The 50 Chief Administrative Secretaries (CASs) will wait longer before assuming office after the Court of Appeal rejected an appeal by Dennis Itumbi seeking to allow them to commence work.
Appellate court judges, Hellen Omondi, Imaana Laibuta and Ngenye Machari threw out the request by Itumbi to vacate the orders of the High Court barring CASs from assuming office and drawing salaries from the exchequer terming it premature.
"We find the appeal application by Itumbi is premature and is hereby dismissed, " the judges said.
The court of appeal judges said that they can not inquire into a matter live at the High Court.
The judges dismissed the application as a three-judge bench sitting at the Milimani High Court On Friday, May 26, 2023, heard that the appointments were illegal and a nullity in law.
Justice Kanyi Kimondo, Hedwig Ong'undi and Alnashir Vislam set July 3 as the day to determine the fate of the 50 CAS's appointment by President William Ruto.
Law Society of Kenya (LSK), Katiba Institute, Activist Eliud Matindi and Multi-Touch International have challenged the appointments asking the court to quash the same.
In the appeal by Itumbi, he had sought to vacate the orders barring them from assuming office on the grounds that they will suffer a substantial loss in that they will remain in a state of "career purgatory" since their appointment can not take effect.
He argued that they can not secure employment elsewhere since they have been appointed and sworn-in in their current respective offices.

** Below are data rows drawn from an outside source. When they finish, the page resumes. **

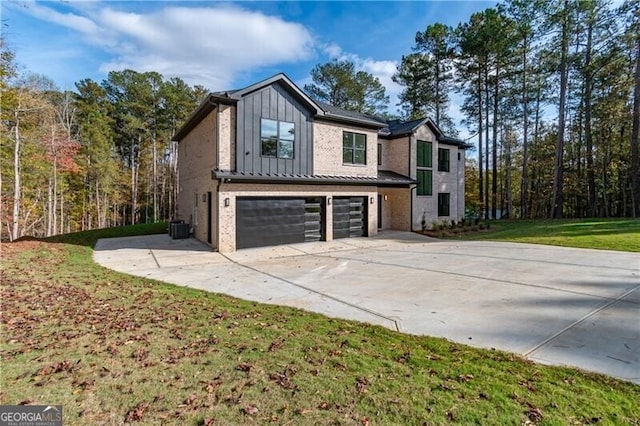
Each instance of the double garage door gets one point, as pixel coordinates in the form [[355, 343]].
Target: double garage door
[[269, 221]]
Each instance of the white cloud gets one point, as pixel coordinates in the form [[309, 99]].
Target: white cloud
[[383, 69], [202, 45]]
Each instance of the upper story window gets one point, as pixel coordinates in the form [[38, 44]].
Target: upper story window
[[277, 138], [354, 148], [424, 172], [443, 203], [443, 160]]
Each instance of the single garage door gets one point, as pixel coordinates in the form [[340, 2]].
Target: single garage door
[[269, 221], [349, 217]]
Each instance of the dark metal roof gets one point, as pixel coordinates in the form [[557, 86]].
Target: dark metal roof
[[341, 114], [232, 176], [455, 141], [400, 128], [389, 178], [384, 178]]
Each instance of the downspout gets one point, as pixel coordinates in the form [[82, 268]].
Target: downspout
[[216, 165], [412, 176], [411, 214]]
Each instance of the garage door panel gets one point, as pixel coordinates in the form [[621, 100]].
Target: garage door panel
[[349, 217], [273, 221]]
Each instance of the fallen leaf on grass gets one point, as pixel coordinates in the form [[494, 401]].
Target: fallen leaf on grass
[[136, 413], [534, 414], [361, 384], [250, 410], [245, 366], [275, 345]]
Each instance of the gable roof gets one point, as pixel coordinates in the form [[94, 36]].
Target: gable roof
[[340, 114], [283, 80], [398, 128], [319, 109]]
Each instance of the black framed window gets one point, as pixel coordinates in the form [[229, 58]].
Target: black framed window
[[277, 138], [425, 154], [443, 160], [354, 148], [425, 182], [443, 203], [424, 172]]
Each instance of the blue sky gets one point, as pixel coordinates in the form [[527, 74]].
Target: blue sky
[[220, 45]]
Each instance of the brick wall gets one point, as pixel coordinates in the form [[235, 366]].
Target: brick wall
[[196, 159]]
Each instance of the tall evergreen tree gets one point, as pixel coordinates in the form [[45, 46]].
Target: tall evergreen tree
[[339, 84]]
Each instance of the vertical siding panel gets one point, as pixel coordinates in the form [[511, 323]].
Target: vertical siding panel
[[240, 136], [276, 103], [271, 112]]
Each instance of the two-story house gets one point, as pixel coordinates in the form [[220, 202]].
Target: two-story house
[[268, 165]]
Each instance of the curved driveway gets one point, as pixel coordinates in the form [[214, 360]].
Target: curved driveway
[[554, 305]]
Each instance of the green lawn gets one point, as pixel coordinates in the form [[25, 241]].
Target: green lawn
[[608, 234], [113, 349]]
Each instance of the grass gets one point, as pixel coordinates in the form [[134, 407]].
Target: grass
[[606, 234], [113, 349]]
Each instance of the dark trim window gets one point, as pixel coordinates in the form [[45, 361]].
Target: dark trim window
[[443, 160], [425, 182], [276, 138], [424, 172], [443, 204], [354, 148]]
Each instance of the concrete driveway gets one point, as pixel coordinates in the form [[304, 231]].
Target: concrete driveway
[[553, 305]]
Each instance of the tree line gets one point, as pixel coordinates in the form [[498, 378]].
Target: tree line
[[550, 90], [97, 157]]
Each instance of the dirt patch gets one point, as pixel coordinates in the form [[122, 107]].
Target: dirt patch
[[22, 244]]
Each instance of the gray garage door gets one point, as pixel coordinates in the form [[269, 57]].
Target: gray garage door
[[271, 221], [349, 217]]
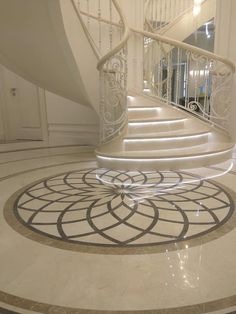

"Since the appointees can neither serve in the office to which they were recruited nor seek other gainful employment; the balance of convenience tilts in favour of sustaining the appointment of the CASs to facilitate seamless service delivery within the Public Service, " Itumbi argued.
But the petitioners in the High Court LSK, Katiba Institute and Matindi urged the Court of Appeal to dismiss the appeal by Itumbi as it is 'premature'.
"The application before this court and the intended appeal is premature, as the matters to which they relate are yet to be heard and determined by the High Court," they argued.